Handicap : Arrêtez avec ce “changement de regard”.

Depuis de nombreuses années, les personnes handicapées ont droit à un langage particulier lorsque l’on parle d’elles. Les politiques, relayés par les médias, parlent de solidarité, de courage, de dépassement de soi et utilisent notamment cette formule que nous retrouvons beaucoup trop souvent : le “changement de regard”.

Cette dernière m’a toujours interpellé car lorsque mentionnée, elle n’est que rarement explicitée : De quel regard parlons-nous ? Pourquoi s’est-il imposé ? En quoi doit-il changer ? Il est aisé de percevoir ce que celui-ci laisse entendre : le regard péjoratif que la société porte sur les personnes en situation de handicap ne doit plus avoir lieu mais bizarrement, aucune responsabilité ne semble être prise par ces mêmes personnes et/ou institutions qui ont mis en place et perpétré cette image de « l’assisté ».

En effet, il ne sera quasiment jamais rappelé qu’en parallèle du handicap, c’est surtout la société qui, ne prenant pas en compte les besoins et droits des personnes handicapées, représente le véritable obstacle à leur autonomie et intégration au sein de cette dernière.

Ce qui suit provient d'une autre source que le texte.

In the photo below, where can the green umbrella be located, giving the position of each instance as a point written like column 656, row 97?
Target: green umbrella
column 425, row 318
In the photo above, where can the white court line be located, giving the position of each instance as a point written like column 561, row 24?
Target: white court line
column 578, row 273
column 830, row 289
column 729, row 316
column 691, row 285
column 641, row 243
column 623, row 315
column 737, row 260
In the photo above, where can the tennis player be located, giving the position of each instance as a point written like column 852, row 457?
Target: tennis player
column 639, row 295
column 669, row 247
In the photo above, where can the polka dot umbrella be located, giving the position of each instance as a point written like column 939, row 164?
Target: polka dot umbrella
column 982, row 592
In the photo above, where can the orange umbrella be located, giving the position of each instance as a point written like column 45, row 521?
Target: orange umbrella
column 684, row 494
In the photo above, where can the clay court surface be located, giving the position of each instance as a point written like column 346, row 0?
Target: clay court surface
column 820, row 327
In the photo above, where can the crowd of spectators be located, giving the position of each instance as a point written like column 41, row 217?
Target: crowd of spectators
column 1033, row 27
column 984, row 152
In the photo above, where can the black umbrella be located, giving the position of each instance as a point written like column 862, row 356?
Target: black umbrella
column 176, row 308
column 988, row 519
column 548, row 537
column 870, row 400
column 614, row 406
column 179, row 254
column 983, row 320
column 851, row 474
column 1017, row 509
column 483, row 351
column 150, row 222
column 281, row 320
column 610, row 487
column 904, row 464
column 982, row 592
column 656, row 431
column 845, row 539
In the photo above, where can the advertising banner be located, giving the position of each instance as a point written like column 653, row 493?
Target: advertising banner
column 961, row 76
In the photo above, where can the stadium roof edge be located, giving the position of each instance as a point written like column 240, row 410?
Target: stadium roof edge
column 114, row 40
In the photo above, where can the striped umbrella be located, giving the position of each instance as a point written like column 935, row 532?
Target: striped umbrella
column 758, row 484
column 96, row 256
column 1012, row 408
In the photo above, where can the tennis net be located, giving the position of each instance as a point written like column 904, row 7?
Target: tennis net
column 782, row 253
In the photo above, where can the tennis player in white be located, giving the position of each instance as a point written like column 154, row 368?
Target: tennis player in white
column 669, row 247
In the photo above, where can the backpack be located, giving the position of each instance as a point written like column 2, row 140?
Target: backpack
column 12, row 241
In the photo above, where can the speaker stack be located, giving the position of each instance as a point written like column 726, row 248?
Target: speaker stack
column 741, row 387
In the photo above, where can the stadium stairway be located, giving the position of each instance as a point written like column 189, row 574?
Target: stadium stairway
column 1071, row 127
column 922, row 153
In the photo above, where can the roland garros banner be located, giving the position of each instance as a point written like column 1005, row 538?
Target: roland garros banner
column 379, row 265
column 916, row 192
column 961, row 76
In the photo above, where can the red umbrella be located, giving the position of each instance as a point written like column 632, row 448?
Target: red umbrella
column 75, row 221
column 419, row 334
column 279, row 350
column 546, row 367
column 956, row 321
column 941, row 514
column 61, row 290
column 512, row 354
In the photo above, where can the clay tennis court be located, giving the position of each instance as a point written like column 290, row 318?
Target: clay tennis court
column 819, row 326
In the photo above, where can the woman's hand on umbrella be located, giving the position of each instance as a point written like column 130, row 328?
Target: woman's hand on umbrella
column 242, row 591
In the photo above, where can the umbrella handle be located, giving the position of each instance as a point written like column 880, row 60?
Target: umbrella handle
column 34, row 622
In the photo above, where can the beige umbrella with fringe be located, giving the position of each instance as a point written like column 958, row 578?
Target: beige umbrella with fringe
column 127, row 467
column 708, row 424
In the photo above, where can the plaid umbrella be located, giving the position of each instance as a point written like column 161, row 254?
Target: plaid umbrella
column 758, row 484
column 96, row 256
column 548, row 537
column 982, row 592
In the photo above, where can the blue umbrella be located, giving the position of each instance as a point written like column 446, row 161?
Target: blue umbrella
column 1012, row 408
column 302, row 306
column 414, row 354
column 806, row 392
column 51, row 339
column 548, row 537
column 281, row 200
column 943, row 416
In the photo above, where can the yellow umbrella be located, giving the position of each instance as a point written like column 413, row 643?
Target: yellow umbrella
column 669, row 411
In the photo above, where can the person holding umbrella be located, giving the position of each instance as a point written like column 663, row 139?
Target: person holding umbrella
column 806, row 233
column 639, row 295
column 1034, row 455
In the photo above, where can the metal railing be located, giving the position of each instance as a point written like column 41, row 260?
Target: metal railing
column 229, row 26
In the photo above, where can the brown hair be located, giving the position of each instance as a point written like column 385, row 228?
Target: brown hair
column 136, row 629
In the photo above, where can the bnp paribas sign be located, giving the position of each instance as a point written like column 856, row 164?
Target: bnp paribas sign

Encore aujourd’hui, dans les médias, il est compliqué de trouver des exemples de personnes dont le handicap n’est pas pensé comme une tragédie ou un élément à dépasser alors qu’il existe un juste milieu où l’individu vit avec son handicap et s’adapte comme il peut.

Le problème que pose ce type langage, qui se place souvent dans l’émotion avec une pointe de condescendance, est sa faculté à mettre de côté le plus important : les personnes handicapés sont d’abord des personnes dignes de respect et doivent pouvoir jouir de leurs droits comme chaque citoyen de ce pays et ne pas subir de discriminations liées à leur handicap. Cependant, le mot “respect” est toujours omis dans les discours politiques et médiatiques. Cette sorte de “détachement” révèle la difficulté et le malaise concernant un sujet qui concerne pourtant 12 millions de Français.

Par ailleurs, lorsque l’on entend Sophie Cluzel, Secrétaire d’État chargée des personnes handicapées, parler de “changement de regard”, celui-ci semble faire partie de la solution qui permettra à la société de devenir vraiment inclusive. Durant la Journée Internationale des Personnes Handicapées 2017, elle partage que : “l’un des premiers chantiers de la société inclusive que l’on souhaite tous ici passera par le changement de regard sur la différence”.

Etant donné que la société ne l’est toujours pas, il ne me semble pas risqué de dire que ce n’est pas le cas. C’est précisément l’inverse qui doit être effectué : c’est le rôle de l’Etat de mettre en place une politique d’inclusion et d’en faire respecter les tenants et aboutissants afin que chaque citoyen possède les mêmes droits, handicap ou non. Lorsque les lois feront que la société sera inclusive et que, de fait, les personnes handicapées seront parties prenantes, ce fameux “changement de regard” se fera de lui-même.

Aujourd’hui, l’exclusion de l’espace public de cette partie de la population fait qu’il est d’autant plus complexe de réaliser la multitude de problématiques relatives au handicap et le chemin qu’il reste à parcourir pour instaurer une société dans laquelle chaque citoyen bénéficie des mêmes droits. Et la non-représentation et/ou implication des personnes directement concernées lorsque ces sujets sont discutés mènent ainsi à des politiques où le statu quo perdure.

De fait, la nécessité d’arrêtez avec ces éléments de langage contre-productifs et de centrer les politiques et discours liés au handicap autour du respect des droits des personnes handicapées, en étroite collaboration avec elles, est essentielle.